Par contre les sénateurs ont supprimé purement et simplement l'article 17 bis résultant lui aussi d'un amendement des députés. Il prévoyait de déplafonner la taxe sur le chiffre d'affaires des concessions hydroélectriques au-delà de 25%. Mais pour Bruno Sido, une telle mesure aurait induit "une confusion entre la redevance qui alimente les budgets de l'Etat et des départements et la redevance des comités de bassin sur les prélèvements en eau qui finance la protection des milieux aquatiques". Ce serait aussi selon lui "mettre aux enchères les concessions hydroélectriques lors de leur renouvellement au détriment de l'équilibre entre l'exploitation de la chute hydraulique, l'insertion environnementale, le développement durable..." Le risque serait alors d'"attirer des investisseurs à la recherche d'une rentabilité de court terme alors que la gestion des concessions hydroélectriques exige une vision de long terme".

 

Des carburants pas très bio

Enfin, les sénateurs ont amendé l'article 18 fixant la stratégie nationale en matière de développement des biocarburants en remplaçant ce mot par celui d'agrocarburants, à la demande des sénateurs Verts.

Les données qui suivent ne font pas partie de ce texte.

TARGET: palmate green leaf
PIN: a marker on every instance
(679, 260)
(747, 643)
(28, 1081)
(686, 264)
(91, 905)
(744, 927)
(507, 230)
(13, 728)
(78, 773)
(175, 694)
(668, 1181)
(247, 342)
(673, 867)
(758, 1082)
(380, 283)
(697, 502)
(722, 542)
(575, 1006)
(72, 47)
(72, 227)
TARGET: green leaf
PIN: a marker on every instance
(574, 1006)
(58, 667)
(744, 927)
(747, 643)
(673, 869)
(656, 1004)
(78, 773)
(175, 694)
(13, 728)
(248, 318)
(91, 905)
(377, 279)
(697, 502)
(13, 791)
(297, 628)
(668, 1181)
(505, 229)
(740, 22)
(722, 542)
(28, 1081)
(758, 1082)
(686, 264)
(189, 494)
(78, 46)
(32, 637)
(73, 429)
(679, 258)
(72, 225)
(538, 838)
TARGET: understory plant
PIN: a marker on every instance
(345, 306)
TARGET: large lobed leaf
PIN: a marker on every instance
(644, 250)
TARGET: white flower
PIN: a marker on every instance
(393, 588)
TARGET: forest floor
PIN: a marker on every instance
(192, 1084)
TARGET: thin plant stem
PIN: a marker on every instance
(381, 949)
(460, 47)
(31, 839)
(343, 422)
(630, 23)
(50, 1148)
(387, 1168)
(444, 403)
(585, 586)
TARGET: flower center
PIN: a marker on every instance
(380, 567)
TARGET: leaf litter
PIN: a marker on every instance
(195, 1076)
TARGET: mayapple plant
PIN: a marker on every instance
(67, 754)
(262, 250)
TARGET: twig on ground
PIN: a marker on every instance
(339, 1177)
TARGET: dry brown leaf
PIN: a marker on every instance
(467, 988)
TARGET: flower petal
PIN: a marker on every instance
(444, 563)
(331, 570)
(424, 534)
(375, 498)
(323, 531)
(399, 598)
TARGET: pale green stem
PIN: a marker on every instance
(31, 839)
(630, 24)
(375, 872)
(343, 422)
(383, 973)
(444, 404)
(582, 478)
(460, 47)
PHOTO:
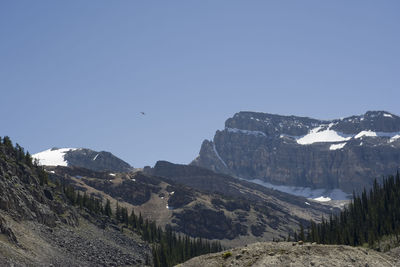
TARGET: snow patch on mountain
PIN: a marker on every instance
(218, 156)
(394, 138)
(318, 135)
(235, 130)
(337, 146)
(53, 156)
(307, 192)
(388, 115)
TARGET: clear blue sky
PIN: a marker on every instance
(78, 73)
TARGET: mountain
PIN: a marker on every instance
(346, 154)
(198, 202)
(82, 157)
(294, 254)
(40, 227)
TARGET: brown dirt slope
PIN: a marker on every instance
(288, 254)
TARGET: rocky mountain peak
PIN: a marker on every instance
(347, 153)
(82, 157)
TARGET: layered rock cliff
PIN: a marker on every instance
(347, 153)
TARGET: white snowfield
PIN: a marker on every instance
(324, 134)
(256, 133)
(316, 135)
(337, 146)
(321, 195)
(53, 157)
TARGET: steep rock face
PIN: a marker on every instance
(345, 153)
(82, 157)
(40, 227)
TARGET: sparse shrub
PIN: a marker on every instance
(226, 255)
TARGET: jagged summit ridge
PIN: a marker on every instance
(347, 153)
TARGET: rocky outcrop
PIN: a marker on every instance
(40, 227)
(345, 153)
(83, 158)
(97, 161)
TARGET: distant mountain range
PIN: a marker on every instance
(346, 154)
(82, 157)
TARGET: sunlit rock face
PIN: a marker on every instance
(347, 153)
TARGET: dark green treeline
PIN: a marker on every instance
(168, 248)
(369, 217)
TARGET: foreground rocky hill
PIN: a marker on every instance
(82, 157)
(346, 153)
(39, 227)
(198, 202)
(294, 254)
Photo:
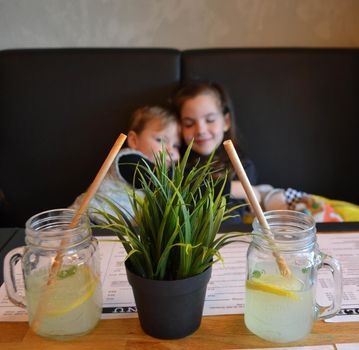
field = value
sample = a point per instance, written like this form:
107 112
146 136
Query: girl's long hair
196 88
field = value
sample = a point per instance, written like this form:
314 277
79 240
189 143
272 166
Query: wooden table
216 332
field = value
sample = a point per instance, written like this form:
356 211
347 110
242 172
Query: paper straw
238 167
56 265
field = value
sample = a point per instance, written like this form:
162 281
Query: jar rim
53 225
290 230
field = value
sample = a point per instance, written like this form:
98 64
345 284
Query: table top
215 332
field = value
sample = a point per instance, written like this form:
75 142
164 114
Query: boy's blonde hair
141 116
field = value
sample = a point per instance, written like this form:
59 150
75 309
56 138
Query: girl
149 129
206 118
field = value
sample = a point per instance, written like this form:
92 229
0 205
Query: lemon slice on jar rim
275 284
61 304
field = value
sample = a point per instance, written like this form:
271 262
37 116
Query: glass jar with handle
68 304
283 308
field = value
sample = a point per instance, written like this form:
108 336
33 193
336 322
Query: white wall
180 24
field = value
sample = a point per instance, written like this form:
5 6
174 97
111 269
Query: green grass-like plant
172 233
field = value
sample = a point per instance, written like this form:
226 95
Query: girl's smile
203 121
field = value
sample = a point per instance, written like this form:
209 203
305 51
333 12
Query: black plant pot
169 309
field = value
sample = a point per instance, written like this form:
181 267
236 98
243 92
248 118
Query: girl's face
149 140
203 121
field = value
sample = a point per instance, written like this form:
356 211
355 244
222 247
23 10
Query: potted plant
171 242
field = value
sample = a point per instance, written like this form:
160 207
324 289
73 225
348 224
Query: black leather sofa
297 112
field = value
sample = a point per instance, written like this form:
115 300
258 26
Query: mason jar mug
279 307
61 272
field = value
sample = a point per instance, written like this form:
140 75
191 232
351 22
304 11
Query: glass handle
11 259
334 267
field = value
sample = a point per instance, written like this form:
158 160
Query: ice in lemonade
278 308
74 304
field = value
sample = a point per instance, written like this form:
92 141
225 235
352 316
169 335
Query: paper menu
225 291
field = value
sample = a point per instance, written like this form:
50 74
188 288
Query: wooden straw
238 167
56 265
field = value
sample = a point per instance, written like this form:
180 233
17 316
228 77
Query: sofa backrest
61 110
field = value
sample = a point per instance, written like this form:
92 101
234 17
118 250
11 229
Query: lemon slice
274 284
67 295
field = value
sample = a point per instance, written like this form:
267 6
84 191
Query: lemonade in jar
282 308
71 304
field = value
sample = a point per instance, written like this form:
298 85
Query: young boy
150 129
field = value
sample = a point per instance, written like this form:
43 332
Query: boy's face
150 140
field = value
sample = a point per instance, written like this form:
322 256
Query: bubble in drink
278 308
74 301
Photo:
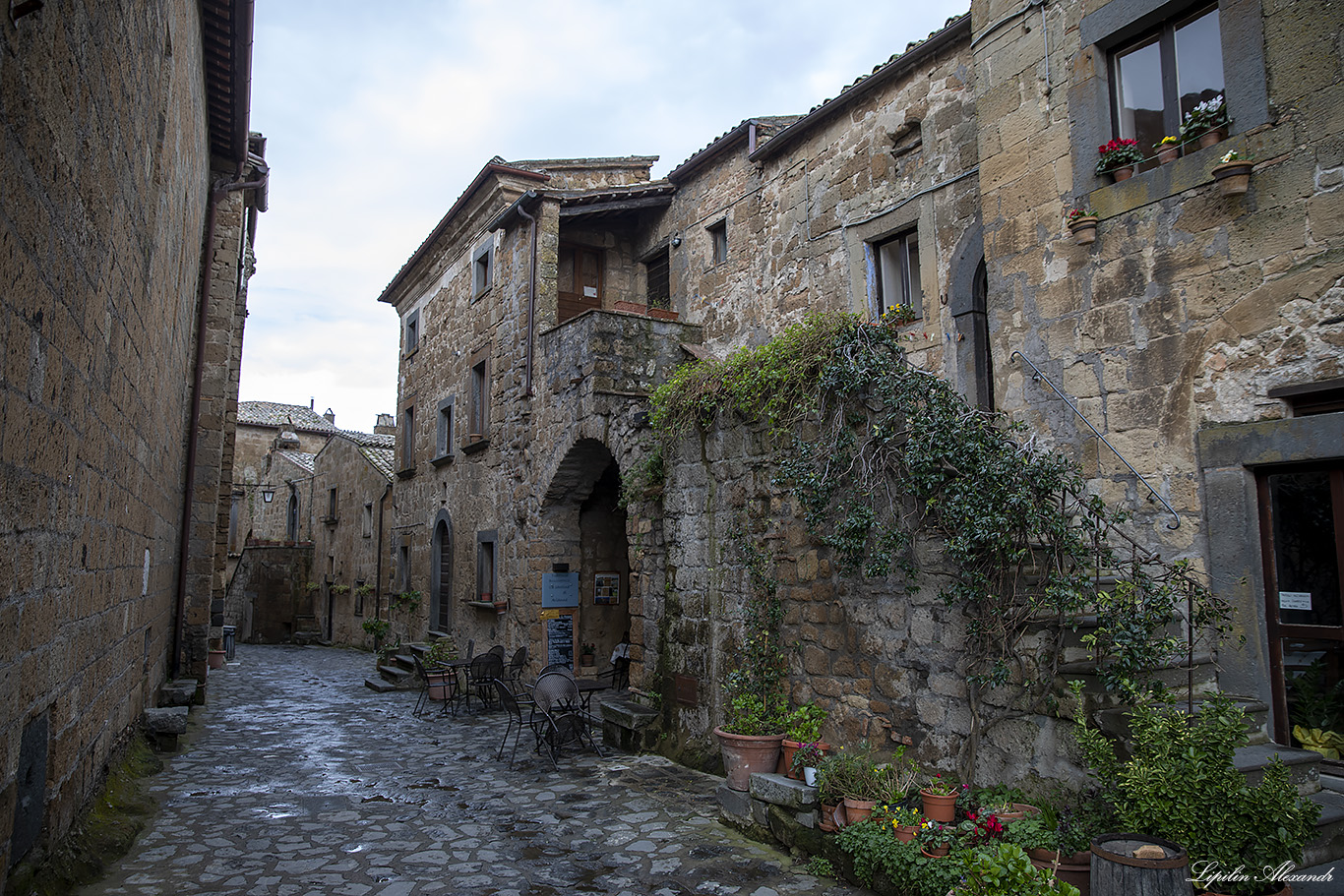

Selon Marie-Christine Blandin, sénatrice Verte du Nord, le premier terme "entraîne les habitants dans la confusion" car "ils n'ont vraiment rien de biologique". "Si nous devions remplir nos voitures avec le bioéthanol appelé à tort bio, nous entrerions tellement d'engrais et de pesticides que toutes les nappes phréatiques du Nord et de Picardie deviendraient non-consommables", a-t-elle ajouté. "Cela a le mérite de la clarté", a estimé Charles Pasqua, sénateur UMP des Hauts-de-Seine, qui a voté l'amendement. "Pour l'instant, on a un terme unique et il vaut mieux le garder même si je le trouve effectivement un peu discutable", a répondu Jean-Louis Borloo en émettant un avis défavorable à l'amendement.